Briefly, the simulator effort we are doing is an attempt to build models of farm growth and yield from first principles and once we have the simulator built, we will have good data generating mechanisms in place which enables us to tackle the second problem (generalization). For now, we will focus on first problem (learning a specific strategy) and to focus our efforts further, we will choose 3-sisters as the target strategy that we want to see if our agent can learn.

A brief primer on 3-sisters

3-sisters is a method that plants corn, bean and squash together in a farm to maximize the total yield while reducing the resources spent. Each plant has some strenth to support others and needs something else from other two:

Corn:
- High yield (compared to other plants)
- Grows straight up (so offers bean the support to swirl around itself)
- Needs high amount of water and nitrogen (squahsh and corn respectively play a part here)
Bean
- It can produce nitrogen (and it produces a little more than it needs which is useful to other two)
- It needs a pole like structure to twist around and grow on (which corn provides)
Squash
- It provides ground cover (prevents evaporation of water and prevents weeds)

One possible approach towards validating this would be to introduce hyper parameters in the modelling to represent : fertilizer and herbicide:

if fertilizer costs zero, planting corn all over should give the maximum yield, however when fertlizer costs more, planting bean in addition to corn should be better.
if herbicide costs zero, there is no need for planting squash, however if herbicide costs more, planting squash should be a better strategy.

General Reinforcement Learning Setup

Note that the 'Environment' encapsulates information about how state transitions work OR how much reward is given at each time step. Agent does not know these details, agent only knows what are the possible actions, and it sees a state/observation and performs an action and gets (possibly delayed) reward. Using this information, agent needs to improve actions over time. We call 'the actions taken by agent given a state' as policy.

Towards improving it's actions, agent may learn the value of a state (or state,action pair) that is indicative of cumulative reward (returns) obtained from starting in that state (or state,action pair). In some RL algorithms, agent does not learn this value function but directly learns the policy - those are called policy gradient methods.
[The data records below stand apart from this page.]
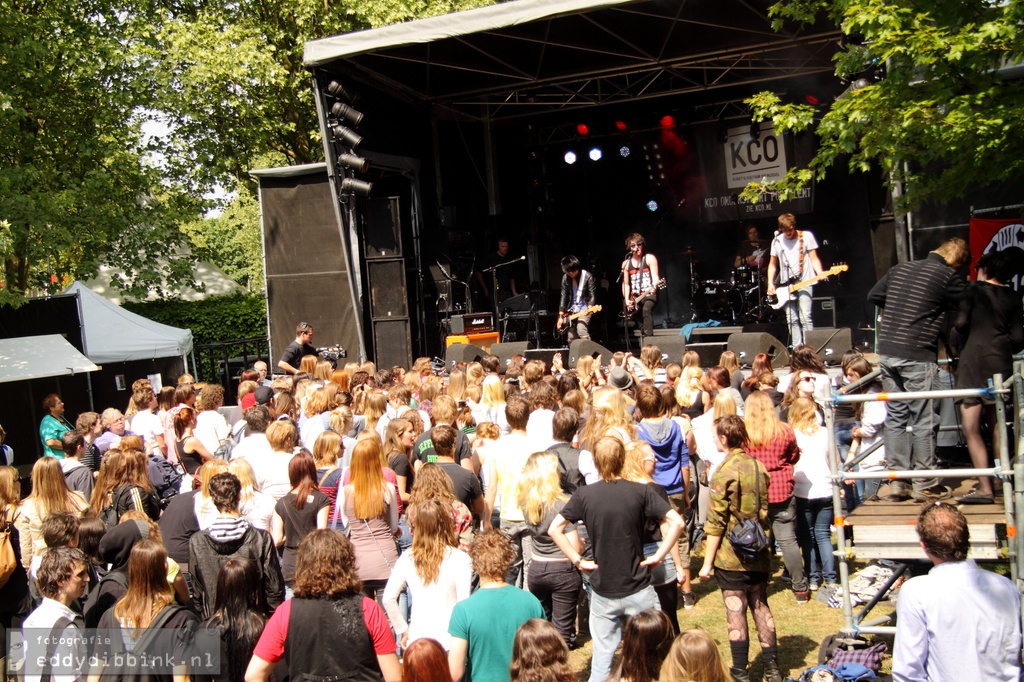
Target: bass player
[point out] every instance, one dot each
(578, 296)
(795, 258)
(640, 283)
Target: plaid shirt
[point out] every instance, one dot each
(778, 457)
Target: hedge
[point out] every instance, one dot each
(213, 320)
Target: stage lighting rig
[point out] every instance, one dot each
(345, 141)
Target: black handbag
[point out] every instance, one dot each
(748, 538)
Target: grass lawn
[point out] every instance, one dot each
(800, 628)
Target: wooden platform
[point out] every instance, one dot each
(888, 529)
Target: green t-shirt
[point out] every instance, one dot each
(488, 621)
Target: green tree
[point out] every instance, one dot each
(931, 98)
(77, 181)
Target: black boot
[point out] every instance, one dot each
(739, 674)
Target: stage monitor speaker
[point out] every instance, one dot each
(748, 345)
(381, 227)
(709, 352)
(546, 354)
(830, 343)
(583, 347)
(463, 352)
(505, 351)
(672, 348)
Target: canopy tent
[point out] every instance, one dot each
(528, 57)
(40, 356)
(115, 335)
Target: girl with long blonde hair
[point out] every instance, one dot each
(435, 572)
(551, 578)
(369, 507)
(812, 487)
(608, 416)
(50, 495)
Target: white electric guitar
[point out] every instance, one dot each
(784, 294)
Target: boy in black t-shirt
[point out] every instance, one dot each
(614, 512)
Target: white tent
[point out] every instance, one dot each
(115, 335)
(39, 356)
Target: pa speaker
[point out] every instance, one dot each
(463, 352)
(672, 348)
(505, 351)
(829, 343)
(748, 345)
(584, 347)
(547, 354)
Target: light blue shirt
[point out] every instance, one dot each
(957, 623)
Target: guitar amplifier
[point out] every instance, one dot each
(475, 324)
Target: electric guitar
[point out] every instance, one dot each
(637, 300)
(560, 330)
(784, 294)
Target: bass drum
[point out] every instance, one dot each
(716, 299)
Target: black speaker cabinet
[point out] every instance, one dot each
(582, 348)
(748, 345)
(830, 343)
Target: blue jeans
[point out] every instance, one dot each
(910, 426)
(606, 620)
(815, 538)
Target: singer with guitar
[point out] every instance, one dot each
(577, 302)
(795, 259)
(640, 281)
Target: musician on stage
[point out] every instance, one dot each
(579, 293)
(753, 251)
(640, 282)
(795, 258)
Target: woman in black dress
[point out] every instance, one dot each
(991, 318)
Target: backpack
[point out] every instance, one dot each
(8, 561)
(165, 477)
(225, 446)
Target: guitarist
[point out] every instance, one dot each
(641, 273)
(579, 293)
(795, 258)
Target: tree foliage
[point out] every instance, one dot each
(76, 182)
(933, 98)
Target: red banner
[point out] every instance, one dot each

So the Environment implementation should model how the state evolves and also the rewards that mimic the behavior of yield. And the agent should play with environment and we want to see if we can build an agent that can learn the 3-sisters model.

Key design questions

For now, I am ignoring the external factors like weather, soil, water etc. With that,

There are two key aspects that we want our agents to learn : (1) effective spatial layout and (2) effective temporal structure that results in best yield. (The second aspect can be thought of as abstracting/simplifying the external factors like weather and water in addition to factors like when plants support each other) Our reward design should capture both these aspects while (loosely) matching the temporal / spatial relations between plants in effective 3-sisters planting model.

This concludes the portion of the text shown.